Harikatha is an Indian Telugu-language crime thriller television series directed by Maggi and written by Suresh Jai. Produced by People Media Factory it stars Rajendra Prasad, Sriram, Divi Vadthya, Arjun Ambati and Suman Jha in important roles.

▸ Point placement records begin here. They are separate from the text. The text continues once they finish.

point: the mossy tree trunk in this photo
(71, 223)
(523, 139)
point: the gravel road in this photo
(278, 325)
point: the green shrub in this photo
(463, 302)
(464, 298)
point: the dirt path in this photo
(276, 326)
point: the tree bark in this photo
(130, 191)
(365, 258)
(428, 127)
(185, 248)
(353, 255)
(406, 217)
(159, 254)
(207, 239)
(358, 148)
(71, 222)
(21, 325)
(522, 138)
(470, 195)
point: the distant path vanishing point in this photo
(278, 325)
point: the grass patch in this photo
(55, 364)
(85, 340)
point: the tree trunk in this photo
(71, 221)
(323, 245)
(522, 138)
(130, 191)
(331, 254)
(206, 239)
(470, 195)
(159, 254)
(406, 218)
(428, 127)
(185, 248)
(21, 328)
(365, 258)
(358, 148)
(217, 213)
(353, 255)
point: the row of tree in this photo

It was released on 13 December 2024 on Disney+ Hotstar.

== Cast ==
- Rajendra Prasad as Rangachari
- Sriram as Virat, an ex Sub-Inspector
- Divi Vadthya as Chamanthi
- Pujita Ponnada as Lisa, a journalist
- Shriya Kontham as Dr.Vaidehi, Rangachari's grand daughter.
- Teja Kakumanu as Kesava, the main antagonist
- Arjun Ambati as SI Bharath, Virat's best friend
- Suman Jha as Hari
- MS Vikram Savyasachi as Marthanda
- Mounika Reddy as Anjali, Virat's wife (cameo appearance)
- Ruchira Saadineni as Swathi, Bharath's fiance
- Usha Shree as Eeramma
- Surabhi Vasudev Rao
- Jai Chandra
- Nukaraju
- Gagan Vihari
- Preeti Nigam

== Episodes ==

| No. | Title | Directed by | Written by | Original release date |
|---|---|---|---|---|
| 1 | "Beginning of the End" | Maggi | Suresh Jai | 13 December 2024 |
| 2 | "Unsleeping Forest" | Maggi | Suresh Jai | 13 December 2024 |
| 3 | "Vamana's Third Step" | Maggi | Suresh Jai | 13 December 2024 |
| 4 | "Dark Hours" | Maggi | Suresh Jai | 13 December 2024 |
| 5 | "Aham Bramhasmi" | Maggi | Suresh Jai | 13 December 2024 |
| 6 | "Kalki" | Maggi | Suresh Jai | 13 December 2024 |

== Reception ==
Avad Mohammad of OTTPlay gave a rating of 2 out of 5 and stated that "Harikatha is a half-baked thriller that is rushed, lacks engaging thrills, and suffers from poor characterization. Only Rajendra Prasad’s performance stands out in this series, which has a predictable premise and little to offer in terms of novelty". 123Telugu also had a similar opinion saying "Harikatha is a routine and average revenge drama. The core theme of God himself being linked to the killings is interesting, and the suspense elements evoke curiosity to an extent. However, the revenge plot feels quite mundane". Eenadu also gave a mixed review appreciating the pre-climax scenes and the performance of Rajendra Prasad.